You opting out does not slow it down. It just means the table gets set without you.

How are successful business owners actually using AI in 2026?

The most effective business owners are using AI to 10x their workflow ,not replace their thinking, but remove the bottleneck between having an idea and executing it.

I have been using AI tools — specifically Chat and Claude — for about two and a half years, since it first became available to the public. And I want to be transparent: I am still learning. Every week I carve out time to get better at it, because the gap between where I am and where this technology is going is something I refuse to let widen.

Here is how it shows up in my actual client work at:

During the brand strategy phase, I use transcripts from the client along with Claude to help build out a client's brand voice, their core message, and their positioning. Then I set it up as their permanent home base — a foundation they come back to every time they create content, write copy, or brief a contractor.

The result? They are no longer staring at a blank screen. They are no longer stuck trying to articulate what they do and who they do it for. What used to take weeks of back-and-forth now happens in a fraction of the time — and the output is sharper, more consistent, and more them than anything they were producing before.

We have genuinely 10x'd workflow time on brand projects. Not by cutting corners — by removing the friction that was never adding value in the first place.

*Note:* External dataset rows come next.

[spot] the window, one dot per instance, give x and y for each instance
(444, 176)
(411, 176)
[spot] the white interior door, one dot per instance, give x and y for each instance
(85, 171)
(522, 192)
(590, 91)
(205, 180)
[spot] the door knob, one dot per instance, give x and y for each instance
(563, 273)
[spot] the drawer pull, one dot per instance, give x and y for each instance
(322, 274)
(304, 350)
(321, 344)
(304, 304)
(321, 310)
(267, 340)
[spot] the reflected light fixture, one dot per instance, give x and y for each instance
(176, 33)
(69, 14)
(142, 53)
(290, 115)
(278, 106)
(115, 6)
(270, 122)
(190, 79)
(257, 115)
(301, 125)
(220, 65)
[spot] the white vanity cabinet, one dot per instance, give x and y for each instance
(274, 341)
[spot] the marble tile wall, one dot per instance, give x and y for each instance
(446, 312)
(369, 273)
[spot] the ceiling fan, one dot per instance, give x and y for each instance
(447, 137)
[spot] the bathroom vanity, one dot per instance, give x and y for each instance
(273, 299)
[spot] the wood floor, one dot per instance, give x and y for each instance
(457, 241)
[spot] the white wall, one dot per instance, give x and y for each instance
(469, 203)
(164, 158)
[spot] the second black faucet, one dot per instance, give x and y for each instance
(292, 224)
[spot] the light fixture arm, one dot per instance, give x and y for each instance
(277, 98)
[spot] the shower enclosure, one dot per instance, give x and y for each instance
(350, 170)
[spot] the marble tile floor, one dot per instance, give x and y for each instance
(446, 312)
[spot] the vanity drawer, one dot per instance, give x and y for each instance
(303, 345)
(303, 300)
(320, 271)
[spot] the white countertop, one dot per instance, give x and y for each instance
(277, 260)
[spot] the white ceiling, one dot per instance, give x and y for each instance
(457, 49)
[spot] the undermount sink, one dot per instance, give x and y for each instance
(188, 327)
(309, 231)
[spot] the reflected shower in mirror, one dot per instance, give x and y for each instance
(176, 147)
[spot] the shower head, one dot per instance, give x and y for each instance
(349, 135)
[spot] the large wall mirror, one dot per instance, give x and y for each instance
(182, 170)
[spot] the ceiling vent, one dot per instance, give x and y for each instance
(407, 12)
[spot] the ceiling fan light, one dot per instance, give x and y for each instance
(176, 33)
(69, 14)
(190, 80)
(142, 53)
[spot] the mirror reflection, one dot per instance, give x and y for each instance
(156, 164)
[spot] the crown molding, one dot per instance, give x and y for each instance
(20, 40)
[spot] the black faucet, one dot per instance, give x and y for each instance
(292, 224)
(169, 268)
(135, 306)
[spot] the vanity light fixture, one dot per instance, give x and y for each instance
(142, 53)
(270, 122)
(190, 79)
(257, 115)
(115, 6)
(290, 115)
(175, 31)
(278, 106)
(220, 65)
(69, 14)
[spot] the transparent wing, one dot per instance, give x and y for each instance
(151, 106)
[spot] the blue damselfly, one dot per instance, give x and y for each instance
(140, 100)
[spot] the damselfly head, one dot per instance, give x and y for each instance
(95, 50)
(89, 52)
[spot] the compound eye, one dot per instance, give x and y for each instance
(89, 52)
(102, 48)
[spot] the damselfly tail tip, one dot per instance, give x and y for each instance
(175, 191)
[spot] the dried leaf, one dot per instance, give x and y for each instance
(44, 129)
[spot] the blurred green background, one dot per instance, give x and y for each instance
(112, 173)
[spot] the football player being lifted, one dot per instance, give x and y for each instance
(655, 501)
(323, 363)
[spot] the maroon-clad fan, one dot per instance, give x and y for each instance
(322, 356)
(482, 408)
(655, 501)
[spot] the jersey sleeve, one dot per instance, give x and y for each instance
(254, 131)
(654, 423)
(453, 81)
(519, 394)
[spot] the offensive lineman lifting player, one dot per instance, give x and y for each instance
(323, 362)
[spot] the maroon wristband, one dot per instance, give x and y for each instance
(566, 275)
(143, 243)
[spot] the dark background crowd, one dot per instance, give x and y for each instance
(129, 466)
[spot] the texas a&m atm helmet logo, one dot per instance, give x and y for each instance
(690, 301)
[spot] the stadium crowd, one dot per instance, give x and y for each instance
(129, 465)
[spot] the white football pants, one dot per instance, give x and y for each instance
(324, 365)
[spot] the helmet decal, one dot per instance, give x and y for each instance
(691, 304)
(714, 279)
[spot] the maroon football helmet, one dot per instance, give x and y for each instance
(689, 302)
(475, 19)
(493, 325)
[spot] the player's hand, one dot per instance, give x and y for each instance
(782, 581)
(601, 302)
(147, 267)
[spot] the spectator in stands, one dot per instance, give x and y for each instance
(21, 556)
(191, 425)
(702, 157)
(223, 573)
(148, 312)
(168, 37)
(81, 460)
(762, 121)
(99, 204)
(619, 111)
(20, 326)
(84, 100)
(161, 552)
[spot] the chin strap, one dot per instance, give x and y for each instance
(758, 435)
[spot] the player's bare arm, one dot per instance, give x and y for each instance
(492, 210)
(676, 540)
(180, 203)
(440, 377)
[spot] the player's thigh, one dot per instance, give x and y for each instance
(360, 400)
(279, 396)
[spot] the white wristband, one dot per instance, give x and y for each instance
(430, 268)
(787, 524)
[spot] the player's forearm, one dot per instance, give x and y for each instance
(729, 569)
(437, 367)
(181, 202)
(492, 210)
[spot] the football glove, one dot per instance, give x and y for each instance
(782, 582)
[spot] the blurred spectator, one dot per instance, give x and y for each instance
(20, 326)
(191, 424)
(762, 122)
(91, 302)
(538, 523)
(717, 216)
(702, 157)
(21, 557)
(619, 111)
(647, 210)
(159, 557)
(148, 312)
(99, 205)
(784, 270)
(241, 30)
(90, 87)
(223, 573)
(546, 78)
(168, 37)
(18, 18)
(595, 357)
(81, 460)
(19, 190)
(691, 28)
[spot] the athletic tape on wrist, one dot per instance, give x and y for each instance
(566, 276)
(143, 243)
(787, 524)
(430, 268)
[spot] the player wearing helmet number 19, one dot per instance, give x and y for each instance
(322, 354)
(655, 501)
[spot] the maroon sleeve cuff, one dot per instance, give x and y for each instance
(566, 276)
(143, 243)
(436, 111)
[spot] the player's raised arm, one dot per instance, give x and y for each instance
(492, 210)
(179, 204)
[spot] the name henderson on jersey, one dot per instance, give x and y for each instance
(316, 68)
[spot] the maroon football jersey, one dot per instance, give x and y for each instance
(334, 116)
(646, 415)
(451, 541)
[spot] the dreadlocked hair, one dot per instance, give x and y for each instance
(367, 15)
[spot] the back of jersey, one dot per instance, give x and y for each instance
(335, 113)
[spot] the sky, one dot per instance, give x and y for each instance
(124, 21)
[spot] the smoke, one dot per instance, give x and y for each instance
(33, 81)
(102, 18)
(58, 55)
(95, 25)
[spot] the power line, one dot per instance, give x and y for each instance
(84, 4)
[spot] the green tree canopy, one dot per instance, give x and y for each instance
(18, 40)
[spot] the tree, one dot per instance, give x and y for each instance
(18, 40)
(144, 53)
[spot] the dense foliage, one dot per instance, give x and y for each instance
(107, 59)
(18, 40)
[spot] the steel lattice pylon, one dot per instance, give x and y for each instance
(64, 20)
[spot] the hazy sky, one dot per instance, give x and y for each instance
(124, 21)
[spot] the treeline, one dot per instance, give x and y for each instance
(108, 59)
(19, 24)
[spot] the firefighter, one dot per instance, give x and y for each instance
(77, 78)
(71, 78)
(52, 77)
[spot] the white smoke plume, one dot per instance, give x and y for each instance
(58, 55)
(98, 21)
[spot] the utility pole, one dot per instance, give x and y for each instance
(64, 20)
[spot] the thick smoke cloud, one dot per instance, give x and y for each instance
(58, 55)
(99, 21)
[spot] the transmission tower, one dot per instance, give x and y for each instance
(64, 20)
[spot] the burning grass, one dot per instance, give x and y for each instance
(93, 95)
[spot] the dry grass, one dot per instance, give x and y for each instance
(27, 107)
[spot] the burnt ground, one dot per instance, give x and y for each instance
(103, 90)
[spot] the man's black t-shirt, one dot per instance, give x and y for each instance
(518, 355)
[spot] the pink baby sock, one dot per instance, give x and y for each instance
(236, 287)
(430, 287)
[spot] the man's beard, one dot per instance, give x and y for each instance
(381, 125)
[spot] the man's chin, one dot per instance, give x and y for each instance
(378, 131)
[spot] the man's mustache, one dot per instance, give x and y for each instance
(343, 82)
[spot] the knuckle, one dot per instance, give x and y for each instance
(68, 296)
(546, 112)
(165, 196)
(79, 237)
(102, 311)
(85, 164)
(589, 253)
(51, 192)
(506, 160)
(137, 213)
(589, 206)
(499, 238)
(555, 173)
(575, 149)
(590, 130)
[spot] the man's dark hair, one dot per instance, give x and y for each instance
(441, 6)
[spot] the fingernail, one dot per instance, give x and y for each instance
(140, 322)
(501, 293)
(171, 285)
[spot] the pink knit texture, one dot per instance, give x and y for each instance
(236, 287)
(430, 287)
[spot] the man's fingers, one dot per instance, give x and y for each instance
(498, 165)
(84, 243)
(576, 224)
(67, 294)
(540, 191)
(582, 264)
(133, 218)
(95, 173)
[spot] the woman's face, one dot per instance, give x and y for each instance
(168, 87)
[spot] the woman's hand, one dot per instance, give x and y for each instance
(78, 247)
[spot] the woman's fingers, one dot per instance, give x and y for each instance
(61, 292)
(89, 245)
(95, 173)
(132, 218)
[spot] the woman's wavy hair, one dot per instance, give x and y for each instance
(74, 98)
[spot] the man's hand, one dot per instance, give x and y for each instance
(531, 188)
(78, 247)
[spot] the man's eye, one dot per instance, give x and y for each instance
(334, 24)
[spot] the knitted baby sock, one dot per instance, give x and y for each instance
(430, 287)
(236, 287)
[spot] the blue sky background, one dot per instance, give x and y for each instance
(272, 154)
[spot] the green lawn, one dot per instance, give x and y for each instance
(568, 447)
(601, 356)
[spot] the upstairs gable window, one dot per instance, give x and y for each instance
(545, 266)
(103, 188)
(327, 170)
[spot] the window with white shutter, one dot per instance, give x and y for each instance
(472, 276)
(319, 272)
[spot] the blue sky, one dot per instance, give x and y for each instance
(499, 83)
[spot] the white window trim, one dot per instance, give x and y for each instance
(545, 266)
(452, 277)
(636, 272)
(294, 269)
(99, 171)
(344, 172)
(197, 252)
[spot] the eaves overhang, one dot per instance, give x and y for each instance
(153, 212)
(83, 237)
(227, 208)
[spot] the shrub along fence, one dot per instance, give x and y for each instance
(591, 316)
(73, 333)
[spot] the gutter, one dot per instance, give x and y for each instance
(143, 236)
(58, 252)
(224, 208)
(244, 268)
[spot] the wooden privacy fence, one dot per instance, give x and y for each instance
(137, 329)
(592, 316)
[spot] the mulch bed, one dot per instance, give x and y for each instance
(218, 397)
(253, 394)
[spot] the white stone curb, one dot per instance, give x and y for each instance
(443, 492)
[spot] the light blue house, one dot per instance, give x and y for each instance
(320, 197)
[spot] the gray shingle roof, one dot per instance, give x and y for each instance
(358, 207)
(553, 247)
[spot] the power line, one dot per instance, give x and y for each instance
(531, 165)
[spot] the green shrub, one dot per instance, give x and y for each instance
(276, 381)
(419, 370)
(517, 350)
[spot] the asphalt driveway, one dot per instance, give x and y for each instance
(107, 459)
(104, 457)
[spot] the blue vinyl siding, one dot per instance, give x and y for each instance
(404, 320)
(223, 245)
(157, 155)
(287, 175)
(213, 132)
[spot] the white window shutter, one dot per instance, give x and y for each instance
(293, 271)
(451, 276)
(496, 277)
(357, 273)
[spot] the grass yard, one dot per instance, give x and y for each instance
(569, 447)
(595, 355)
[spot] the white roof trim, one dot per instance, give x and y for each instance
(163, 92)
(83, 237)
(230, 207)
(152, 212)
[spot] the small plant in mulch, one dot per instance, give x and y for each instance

What is the difference between businesses using AI and businesses that aren't?

Capacity, speed, and consistency. Businesses using AI strategically are producing more, faster, with fewer resources/cost and compounding that advantage every month.

This is not theoretical. The gap between businesses that have integrated AI into their operations and those that have not is widening every quarter. The question is not whether AI will affect your industry. It already has. The question is whether you are going to be on the side that benefits from it.

The women I saw at that networking event who were running their businesses most efficiently? They were not the ones with the most experience or the biggest budgets. They were the ones who had stopped treating AI as a threat and started treating it as infrastructure.

Where should a business owner start with AI?

DIRECT ANSWER

Start with one tool, one use case, and one hour. Claude is a strong starting point — Anthropic offers free learning resources specifically designed for people who are new to AI.

I recommend Claude's free learning resources (anthropic.com/learn) as a genuine starting point — not because it is the only tool, but because it is the one I use daily in my business and with my clients, and the learning materials are actually good.

Block an hour. Let yourself be a beginner. The discomfort of not knowing something new is temporary. The cost of not learning it is compounding.

The bottom line

Your concerns about AI are valid. Your empathy for the people it affects is one of the things that makes you a great business owner. And that empathy is exactly why your voice needs to be in the room — not sitting this one out.

The brands that are going to win over the next five years are not the ones with the biggest ad budgets. They are the ones that learned to move faster, communicate more clearly, and show up more consistently — because they stopped letting friction and fear make those decisions for them.

That disconnect between your real-world expertise and your online presence? AI helps close it. But only if you let it.